While Baker acknowledged prison populations are on the decline, he said too many paroled convicts are returning to prison; “Over half of the people leaving our Houses of Correction and state prisons wind up back in the court system at some point after their release.”

This comes after the Council of State Government found that Massachusetts be do more to help inmates get their lives on track during and after incarceration.

Governor Baker’s proposal would allow certain inmates to reduce their prison time for completing substance abuse and workforce training programs. Not everyone is happy about the bill.

A small but vocal group of protesters interrupted the announcement, demanding that lawmakers eliminate mandatory minimum sentences for non-violent drug crimes.

“A lot of people, even those who are not guilty decide to plead guilty, do a plea bargain so they don’t face a long mandatory minimum,” said Rabbi Margie Klein Ronkin of the Massachusetts Communities Action Network.

It costs roughly $53,000 to house a Department of Corrections inmate each year.

House and Senate leaders indicated they plan to make several changes to Governor Baker’s criminal justice reform package.


An Act Implementing the Joint Recommendations of the Massachusetts Criminal Justice Review

SECTION BY SECTION

SECTION 1 – Technical change to incorporate new section 32 H ½.

SECTION 2 – Technical change to incorporate new section 32 H ½.

SECTION 3 – Inserts new section 32H ½, which allows certain offenders sentenced to mandatory minimum sentences to state prison for drug distribution offenses access to work release and parole before the mandatory minimum term is served, while continuing to limit any reduction of the maximum term of sentence below the mandatory minimum.

  • 32H½(a) – Establishes a group of “ineligible offenders” for whom mandatory minimum sentences for drug distribution will function as they did before this new legislation.  Ineligible offenders include those who distribute class A drugs, fentanyl or other opiates, who traffick in heroin, who distribute to a minor or use a minor to commit a drug distribution crime, who use violence or threats of violence or possess a weapon, or who direct another person to commit a drug felony.  Other offenders serving a mandatory minimum sentence to state prison for drug distribution are considered eligible offenders.
  • 32H½(b) – Provides that, for eligible offenders, good conduct deductions may not reduce a maximum term of sentence below a mandatory minimum term but that good conduct deductions may reduce a minimum term of sentence below a mandatory minimum term.  The reduction of the minimum term of sentence means that the offender may receive parole to supervision for the remainder of his sentence.
  • 32H½(c) – Provides that eligible offenders are eligible for non-discretionary parole pursuant to new section 130B of chapter 127 before the mandatory minimum term is served.
  • 32H½(d) – Provides that eligible offenders are eligible for work release before the mandatory minimum term is served.

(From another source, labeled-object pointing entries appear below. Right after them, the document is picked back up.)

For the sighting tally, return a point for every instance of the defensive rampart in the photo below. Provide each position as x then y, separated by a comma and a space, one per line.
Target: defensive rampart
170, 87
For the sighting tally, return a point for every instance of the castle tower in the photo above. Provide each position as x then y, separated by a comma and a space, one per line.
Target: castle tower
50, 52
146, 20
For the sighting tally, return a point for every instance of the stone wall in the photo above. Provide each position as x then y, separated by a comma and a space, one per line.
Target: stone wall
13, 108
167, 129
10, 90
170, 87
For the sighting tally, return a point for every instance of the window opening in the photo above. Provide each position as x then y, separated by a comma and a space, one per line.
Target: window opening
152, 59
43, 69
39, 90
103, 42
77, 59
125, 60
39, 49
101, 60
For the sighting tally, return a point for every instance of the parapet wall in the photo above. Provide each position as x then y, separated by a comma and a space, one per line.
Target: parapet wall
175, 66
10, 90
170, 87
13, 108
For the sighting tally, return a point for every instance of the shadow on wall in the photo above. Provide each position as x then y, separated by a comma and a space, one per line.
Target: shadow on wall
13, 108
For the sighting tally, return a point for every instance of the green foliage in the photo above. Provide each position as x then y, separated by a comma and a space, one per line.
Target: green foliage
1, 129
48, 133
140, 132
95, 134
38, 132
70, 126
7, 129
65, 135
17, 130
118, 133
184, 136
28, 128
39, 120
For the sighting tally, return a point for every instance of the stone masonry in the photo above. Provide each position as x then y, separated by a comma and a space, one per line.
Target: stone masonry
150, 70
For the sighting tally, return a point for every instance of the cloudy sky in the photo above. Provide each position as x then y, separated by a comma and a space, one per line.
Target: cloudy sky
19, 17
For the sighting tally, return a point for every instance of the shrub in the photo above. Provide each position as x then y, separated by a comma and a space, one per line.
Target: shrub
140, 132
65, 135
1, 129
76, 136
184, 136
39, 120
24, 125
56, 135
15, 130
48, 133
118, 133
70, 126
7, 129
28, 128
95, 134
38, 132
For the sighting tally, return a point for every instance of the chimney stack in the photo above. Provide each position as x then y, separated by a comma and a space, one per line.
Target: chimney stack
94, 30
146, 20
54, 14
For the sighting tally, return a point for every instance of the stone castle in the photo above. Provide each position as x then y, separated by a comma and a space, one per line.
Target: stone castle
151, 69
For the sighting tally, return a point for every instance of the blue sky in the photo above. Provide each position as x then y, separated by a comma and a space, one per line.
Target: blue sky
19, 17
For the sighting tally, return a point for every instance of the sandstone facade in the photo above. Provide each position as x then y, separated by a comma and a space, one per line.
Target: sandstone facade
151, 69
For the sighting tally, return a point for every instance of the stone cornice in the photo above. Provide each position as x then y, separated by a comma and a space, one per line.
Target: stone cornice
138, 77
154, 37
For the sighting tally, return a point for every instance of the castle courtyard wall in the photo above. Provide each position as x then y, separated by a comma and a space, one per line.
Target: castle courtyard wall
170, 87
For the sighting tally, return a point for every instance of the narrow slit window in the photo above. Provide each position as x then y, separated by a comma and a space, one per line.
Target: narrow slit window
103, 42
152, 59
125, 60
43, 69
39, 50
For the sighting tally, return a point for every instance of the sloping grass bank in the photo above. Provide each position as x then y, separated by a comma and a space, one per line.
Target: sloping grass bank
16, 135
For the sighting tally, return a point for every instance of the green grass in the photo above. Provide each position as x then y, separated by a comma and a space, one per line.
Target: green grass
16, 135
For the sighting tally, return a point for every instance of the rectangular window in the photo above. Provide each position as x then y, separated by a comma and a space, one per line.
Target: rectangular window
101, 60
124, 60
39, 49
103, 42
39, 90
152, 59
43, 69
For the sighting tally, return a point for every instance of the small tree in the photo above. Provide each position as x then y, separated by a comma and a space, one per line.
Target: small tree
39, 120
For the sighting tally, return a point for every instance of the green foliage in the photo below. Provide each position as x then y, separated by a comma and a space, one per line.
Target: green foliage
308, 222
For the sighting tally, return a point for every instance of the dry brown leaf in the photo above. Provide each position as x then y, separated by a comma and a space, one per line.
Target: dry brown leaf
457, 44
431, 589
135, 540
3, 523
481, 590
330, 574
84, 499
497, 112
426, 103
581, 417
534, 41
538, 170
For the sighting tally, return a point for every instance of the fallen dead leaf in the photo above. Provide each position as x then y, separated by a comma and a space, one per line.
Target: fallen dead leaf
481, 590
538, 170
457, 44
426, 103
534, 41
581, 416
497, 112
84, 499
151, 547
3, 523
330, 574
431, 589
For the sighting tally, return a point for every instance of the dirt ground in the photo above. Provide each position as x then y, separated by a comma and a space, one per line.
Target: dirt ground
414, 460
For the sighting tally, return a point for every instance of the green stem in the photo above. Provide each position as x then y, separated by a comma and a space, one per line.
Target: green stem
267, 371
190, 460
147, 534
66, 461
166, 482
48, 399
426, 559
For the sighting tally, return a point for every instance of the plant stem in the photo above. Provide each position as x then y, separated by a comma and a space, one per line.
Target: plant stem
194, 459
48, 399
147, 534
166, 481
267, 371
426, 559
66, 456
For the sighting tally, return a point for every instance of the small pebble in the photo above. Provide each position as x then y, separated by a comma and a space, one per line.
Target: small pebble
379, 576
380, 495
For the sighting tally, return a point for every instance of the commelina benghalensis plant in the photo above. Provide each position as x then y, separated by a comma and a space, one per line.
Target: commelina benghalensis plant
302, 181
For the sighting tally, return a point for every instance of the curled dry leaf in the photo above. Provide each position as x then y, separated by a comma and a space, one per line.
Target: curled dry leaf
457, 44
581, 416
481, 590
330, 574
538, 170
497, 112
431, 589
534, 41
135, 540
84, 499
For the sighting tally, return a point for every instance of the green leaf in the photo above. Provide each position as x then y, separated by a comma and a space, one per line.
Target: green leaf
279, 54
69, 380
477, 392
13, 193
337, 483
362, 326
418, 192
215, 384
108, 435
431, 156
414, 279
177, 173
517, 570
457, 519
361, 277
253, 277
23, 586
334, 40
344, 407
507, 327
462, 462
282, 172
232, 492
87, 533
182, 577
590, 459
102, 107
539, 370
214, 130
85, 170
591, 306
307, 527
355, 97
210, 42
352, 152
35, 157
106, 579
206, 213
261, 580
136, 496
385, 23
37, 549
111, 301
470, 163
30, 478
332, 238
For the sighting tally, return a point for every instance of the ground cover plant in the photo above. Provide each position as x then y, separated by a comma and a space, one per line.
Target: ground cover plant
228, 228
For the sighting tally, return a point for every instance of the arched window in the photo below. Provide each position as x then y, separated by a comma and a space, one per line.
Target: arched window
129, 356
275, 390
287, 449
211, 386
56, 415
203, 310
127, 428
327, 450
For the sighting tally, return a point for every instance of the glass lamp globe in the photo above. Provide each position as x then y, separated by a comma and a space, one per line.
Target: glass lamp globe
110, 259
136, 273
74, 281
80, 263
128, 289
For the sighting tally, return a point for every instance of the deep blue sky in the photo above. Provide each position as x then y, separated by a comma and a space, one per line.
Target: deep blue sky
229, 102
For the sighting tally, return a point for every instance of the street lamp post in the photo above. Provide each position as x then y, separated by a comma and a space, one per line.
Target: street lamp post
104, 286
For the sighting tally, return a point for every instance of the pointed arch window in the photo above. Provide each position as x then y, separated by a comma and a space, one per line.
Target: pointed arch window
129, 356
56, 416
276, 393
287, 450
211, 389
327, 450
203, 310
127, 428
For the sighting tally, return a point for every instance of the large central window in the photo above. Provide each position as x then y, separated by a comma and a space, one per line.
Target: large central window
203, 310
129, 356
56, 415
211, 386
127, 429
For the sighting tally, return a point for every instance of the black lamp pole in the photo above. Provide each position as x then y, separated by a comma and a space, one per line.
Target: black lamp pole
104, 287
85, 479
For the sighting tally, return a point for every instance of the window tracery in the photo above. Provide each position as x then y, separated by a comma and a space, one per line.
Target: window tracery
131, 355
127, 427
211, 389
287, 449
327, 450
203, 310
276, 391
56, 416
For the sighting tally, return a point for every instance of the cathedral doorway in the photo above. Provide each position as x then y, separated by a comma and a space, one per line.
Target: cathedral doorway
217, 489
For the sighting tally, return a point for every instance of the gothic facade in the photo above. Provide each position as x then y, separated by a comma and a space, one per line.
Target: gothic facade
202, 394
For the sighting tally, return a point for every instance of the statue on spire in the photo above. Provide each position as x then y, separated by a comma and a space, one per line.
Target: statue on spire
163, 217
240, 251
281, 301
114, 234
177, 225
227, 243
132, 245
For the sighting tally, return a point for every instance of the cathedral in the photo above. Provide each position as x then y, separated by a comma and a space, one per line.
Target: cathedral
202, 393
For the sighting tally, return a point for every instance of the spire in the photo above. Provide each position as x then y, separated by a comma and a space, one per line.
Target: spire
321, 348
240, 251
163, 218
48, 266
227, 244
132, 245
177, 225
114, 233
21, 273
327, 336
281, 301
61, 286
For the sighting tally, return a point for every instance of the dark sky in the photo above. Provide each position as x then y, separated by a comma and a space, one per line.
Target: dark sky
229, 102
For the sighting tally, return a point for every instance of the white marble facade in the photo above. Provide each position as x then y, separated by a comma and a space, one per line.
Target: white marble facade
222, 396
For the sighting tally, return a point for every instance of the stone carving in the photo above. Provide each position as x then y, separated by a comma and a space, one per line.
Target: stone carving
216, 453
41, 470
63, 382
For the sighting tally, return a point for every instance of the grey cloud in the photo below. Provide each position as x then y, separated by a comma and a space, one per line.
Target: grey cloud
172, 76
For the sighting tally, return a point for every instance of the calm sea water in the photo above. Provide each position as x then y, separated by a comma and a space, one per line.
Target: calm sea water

SECTION 4 – Requires that the Department of Correction (“DOC”) consult with the parole board before determining the program needs of prisoners.

SECTION 5 – Updates and reorganizes section 129D of chapter 127 to provide for expanded good time opportunities and completion credits for inmates serving sentences to state prison. Maintains the current system for inmates serving sentences to the houses of correction. Inmates serving mandatory minimum sentences, other than those covered by new section 32H½, will continue to be ineligible for application of any deductions from their sentences, including the new completion credits, until the mandatory minimum term is served.

  • 129D(a) – Sets forth the parameters for earned good time.  For inmates serving sentences to the state prison: (1) the maximum for earned good time is increased from 5 days to 7.5 days per program and from 10 days to 15 days per month; and (2) the requirement that a program last at least six months in order for the DOC to award a 10 day completion bonus (so-called “boost time”) is eliminated.  Discretion regarding how earned good time programs, within the statutory caps, are implemented is retained by DOC.
  • 129D(b) – Provides the mechanism for reducing the maximum term of an inmate’s sentence as a result of earned good time.  Caps the maximum reduction of the maximum term of sentence at 35%.
  • 129D(c) – Sets forth the parameters for completion credits for prisoners in the state prison and caps the number of credits at 80 days per program completed.  Sets an overall cap for completion credits for each inmate of 17.5% of the imposed maximum sentence.  Discretion regarding how the completion credit program, within the statutory caps, is implemented is given to DOC.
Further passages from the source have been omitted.